Deuxièmement, le texte vise à supprimer la tolérance dont bénéficient aujourd'hui les personnes n'ayant pas de compte de dépôt. En effet, celles-ci peuvent actuellement payer en espèces au-delà du plafond de 1 000 euros prévu pour les titulaires d'un compte bancaire. Sans cette dérogation, lesdites personnes, souvent fragiles – il est important de le rappeler –, seraient très pénalisées dans leur vie quotidienne.

Troisièmement, la proposition de loi prévoit de mettre en place un parallélisme entre les règles applicables aux salaires et celles qui sont applicables au paiement du loyer entre particuliers : un loyer de 1 500 euros ne pourrait plus être réglé en espèces entre particuliers.

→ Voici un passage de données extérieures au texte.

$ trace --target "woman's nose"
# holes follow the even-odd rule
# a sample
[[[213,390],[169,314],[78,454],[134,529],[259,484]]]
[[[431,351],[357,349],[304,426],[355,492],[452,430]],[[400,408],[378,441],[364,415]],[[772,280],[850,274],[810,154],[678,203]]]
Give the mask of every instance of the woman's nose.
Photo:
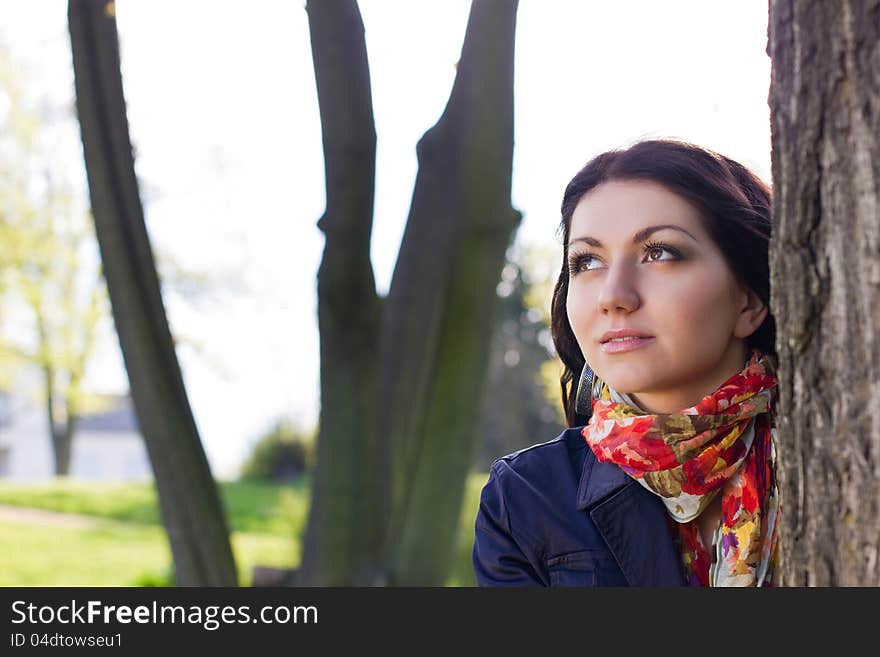
[[[635,285],[635,272],[626,264],[612,265],[599,290],[599,310],[602,312],[632,312],[641,303]]]

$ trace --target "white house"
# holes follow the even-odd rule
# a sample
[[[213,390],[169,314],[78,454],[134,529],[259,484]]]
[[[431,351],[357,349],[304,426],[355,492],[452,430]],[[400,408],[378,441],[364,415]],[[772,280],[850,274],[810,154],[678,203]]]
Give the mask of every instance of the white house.
[[[70,478],[144,481],[153,473],[131,398],[109,397],[102,413],[83,415],[74,430]],[[27,395],[0,390],[0,479],[41,481],[54,476],[45,408]]]

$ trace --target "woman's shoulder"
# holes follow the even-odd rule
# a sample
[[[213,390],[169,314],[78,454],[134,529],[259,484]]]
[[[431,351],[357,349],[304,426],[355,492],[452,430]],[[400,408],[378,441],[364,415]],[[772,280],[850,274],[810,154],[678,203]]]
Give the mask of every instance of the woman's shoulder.
[[[578,505],[587,459],[582,427],[493,463],[474,522],[480,585],[595,586],[626,579]]]
[[[492,465],[498,464],[499,461],[504,461],[507,464],[514,464],[516,462],[523,464],[535,459],[552,457],[557,452],[563,450],[579,451],[585,449],[587,443],[581,434],[582,429],[583,427],[563,429],[555,438],[523,447],[504,456],[499,456]]]
[[[510,475],[514,475],[515,480],[534,477],[544,479],[558,476],[562,468],[580,471],[587,453],[592,454],[587,449],[581,429],[583,427],[565,429],[551,440],[495,459],[490,468],[490,477],[508,479]]]

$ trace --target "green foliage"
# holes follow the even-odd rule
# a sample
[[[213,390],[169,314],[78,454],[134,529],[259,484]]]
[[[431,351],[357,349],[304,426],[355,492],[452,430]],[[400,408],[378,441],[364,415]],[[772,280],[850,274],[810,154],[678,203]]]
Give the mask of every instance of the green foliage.
[[[59,132],[75,125],[72,103],[57,104],[37,89],[38,76],[0,48],[0,106],[7,109],[0,114],[0,302],[13,311],[0,315],[0,336],[17,327],[5,344],[0,337],[0,366],[39,367],[45,392],[38,398],[66,427],[92,410],[82,383],[110,306],[94,227],[70,164],[77,144],[59,137],[76,134]],[[24,318],[30,326],[22,331]],[[0,385],[10,384],[0,374]]]
[[[278,420],[254,444],[241,469],[244,480],[294,481],[311,471],[314,462],[314,432]]]

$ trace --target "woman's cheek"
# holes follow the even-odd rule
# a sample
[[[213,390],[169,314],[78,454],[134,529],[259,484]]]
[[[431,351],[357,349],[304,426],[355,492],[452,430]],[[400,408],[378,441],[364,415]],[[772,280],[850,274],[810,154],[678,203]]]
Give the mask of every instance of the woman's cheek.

Ces différentes mesures ont le mérite d'ouvrir le débat, mais elles risquent, selon nous, de ne pas atteindre l'objectif de la proposition de loi.

Il est important de rappeler que le cadre français est déjà l'un des plus restrictifs en Europe pour ce qui est de la circulation d'espèces. L'absence de limite aux paiements en espèces entre particuliers est compensée par de multiples limites et contrôles à l'entrée de ces espèces dans le circuit économique. J'en citerai quelques-unes.

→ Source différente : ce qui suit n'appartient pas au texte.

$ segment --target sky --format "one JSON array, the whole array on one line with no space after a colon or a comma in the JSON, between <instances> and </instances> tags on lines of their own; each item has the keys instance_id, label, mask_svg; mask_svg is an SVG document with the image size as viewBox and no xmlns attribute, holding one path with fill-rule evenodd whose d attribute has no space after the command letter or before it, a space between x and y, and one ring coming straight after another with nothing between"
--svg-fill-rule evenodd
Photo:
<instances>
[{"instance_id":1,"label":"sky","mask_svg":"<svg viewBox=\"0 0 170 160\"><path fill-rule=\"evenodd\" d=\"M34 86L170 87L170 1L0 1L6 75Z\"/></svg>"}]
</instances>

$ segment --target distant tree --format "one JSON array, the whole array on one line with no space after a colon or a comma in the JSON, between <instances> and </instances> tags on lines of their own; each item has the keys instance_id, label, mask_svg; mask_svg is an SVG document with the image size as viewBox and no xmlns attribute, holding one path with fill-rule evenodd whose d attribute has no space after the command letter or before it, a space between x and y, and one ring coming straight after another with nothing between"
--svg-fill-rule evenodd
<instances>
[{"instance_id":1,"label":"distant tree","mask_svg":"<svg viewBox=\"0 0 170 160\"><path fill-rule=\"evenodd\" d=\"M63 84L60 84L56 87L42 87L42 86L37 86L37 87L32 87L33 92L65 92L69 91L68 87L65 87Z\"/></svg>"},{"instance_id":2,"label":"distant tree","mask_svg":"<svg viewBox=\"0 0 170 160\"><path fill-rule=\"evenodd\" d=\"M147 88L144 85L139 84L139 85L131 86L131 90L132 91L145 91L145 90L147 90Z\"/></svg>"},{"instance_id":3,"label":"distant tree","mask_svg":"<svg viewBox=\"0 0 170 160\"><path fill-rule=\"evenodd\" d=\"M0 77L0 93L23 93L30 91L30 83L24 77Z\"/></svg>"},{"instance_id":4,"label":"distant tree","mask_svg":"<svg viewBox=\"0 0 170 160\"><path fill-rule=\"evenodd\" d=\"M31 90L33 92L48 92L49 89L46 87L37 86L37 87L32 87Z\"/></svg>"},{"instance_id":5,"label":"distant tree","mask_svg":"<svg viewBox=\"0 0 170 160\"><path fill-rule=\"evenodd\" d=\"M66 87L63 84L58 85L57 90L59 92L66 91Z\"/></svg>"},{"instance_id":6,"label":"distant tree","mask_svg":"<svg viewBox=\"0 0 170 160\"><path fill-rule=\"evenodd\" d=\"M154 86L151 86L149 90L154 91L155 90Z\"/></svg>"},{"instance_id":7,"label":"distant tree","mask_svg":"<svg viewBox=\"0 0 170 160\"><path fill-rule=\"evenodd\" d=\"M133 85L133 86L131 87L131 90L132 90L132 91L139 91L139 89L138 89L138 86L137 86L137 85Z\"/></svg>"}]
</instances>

Il n'est par exemple pas possible en France de payer ses créances publiques en espèces au-delà de 300 euros. Quant aux mouvements d'espèces aux frontières, ils sont surveillés, avec l'obligation pour les voyageurs de déclarer tout transport d'espèces supérieur à 10 000 euros. Autre exemple, les professionnels du secteur financier doivent informer Tracfin – M. le rapporteur l'a rappelé – des versements ou retraits en espèces effectués sur un compte dont les montants cumulés sur le mois dépassent 10 000 euros.

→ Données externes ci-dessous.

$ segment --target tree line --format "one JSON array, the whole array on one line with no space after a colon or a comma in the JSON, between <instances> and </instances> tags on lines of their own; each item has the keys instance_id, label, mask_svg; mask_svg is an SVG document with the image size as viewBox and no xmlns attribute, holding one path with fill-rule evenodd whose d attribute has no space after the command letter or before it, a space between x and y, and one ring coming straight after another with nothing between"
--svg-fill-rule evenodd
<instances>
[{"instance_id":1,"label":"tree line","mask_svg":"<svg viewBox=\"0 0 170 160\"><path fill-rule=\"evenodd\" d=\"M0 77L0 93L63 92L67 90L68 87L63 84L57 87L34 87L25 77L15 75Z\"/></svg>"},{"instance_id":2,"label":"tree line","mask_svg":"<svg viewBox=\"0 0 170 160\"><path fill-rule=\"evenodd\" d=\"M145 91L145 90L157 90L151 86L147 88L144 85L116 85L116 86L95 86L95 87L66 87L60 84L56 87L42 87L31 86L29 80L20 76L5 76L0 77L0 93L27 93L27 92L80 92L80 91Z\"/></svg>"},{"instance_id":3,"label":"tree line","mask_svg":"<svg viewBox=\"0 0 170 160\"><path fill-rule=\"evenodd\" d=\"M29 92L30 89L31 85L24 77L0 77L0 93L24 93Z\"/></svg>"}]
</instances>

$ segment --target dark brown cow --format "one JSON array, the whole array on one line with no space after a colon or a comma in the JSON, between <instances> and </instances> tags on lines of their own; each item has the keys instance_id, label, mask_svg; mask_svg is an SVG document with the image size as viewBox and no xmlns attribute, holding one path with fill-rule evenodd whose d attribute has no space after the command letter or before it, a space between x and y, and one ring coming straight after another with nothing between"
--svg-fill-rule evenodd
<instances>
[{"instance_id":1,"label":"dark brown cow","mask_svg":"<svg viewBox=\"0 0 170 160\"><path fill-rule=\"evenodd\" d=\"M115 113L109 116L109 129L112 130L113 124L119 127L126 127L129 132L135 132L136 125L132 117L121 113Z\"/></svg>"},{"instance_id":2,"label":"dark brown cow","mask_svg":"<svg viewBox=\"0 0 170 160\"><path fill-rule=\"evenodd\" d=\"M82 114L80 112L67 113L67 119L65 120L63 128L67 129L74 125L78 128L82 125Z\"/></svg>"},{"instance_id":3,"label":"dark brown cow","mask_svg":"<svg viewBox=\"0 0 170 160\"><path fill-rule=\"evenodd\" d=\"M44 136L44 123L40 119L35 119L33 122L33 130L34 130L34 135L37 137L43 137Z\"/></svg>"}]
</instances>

Enfin, au niveau européen, le règlement qui va entrer en vigueur en 2027 ne prévoit pas de plafond pour les opérations entre particuliers, car la lutte, légitime, contre le blanchiment et le financement du terrorisme est d'abord une affaire de transactions entre professionnels.

L'harmonisation des pratiques à l'échelle européenne est un excellent moyen pour lutter efficacement contre le blanchiment et le financement du terrorisme. Ce règlement introduira un plafond à 10 000 euros, alors qu'il n'en existe aucun aujourd'hui lorsqu'un professionnel est en jeu.

Au niveau français, donc, des limites existent déjà. Elles sont en cours d'élaboration au niveau européen. Par ailleurs, ni la police judiciaire, ni Tracfin, ni les services du Trésor n'identifient de risques de blanchiment à la hauteur prévue dans cette proposition de loi.

Le paiement des loyers entre particuliers ne semble pas représenter un outil de blanchiment. Dès lors, introduire à plafond à 1 500 euros n'est pas un outil attendu et utile en la matière, alors que ce plafond représentera une gêne ou un obstacle pour les Français qui souhaitent régler en espèces, et ce en toute légalité.

Ensuite, interdire tout paiement en espèces entre particuliers au-delà de 1 000 euros ne peut être effectif que s'il est possible de contrôler ces transactions. Or c'est bien entendu impossible, et ce n'est même pas souhaitable, sauf à ce que l'administration soit particulièrement intrusive.

En outre, il y a un risque réel, avec un tel plafond, que soient pénalisées les plateformes de revente en ligne ou de fourniture de services ponctuels entre particuliers, et avec eux une forme d'économie circulaire qui va croissant. Je sais que ce n'est bien entendu pas l'objectif de la proposition de loi, mais c'est un effet de bord réel que nous avons identifié.

Enfin, la tolérance accordée aux personnes qui ne disposent ni de compte bancaire ni de chéquier doit être conservée. Le Gouvernement n'adopterait peut-être pas la même position s'il y avait là un canal particulier de blanchiment, mais les services de l'État n'ont jamais identifié de contournement consistant à se priver volontairement d'un compte bancaire pour se soustraire au plafond légal…

Dès lors, la mesure proposée n'aurait que peu d'impact, voire n'en aurait pas du tout, sur la criminalité financière. En revanche, elle restreindrait de manière importante la liberté des personnes concernées.

Je le rappelle, les espèces constituent le seul moyen de paiement pour les centaines de milliers de personnes qui ne possèdent pas de compte bancaire. Leur nombre est certes faible au regard des dizaines de millions de comptes bancaires ouverts en France, mais il n'est pas du tout négligeable.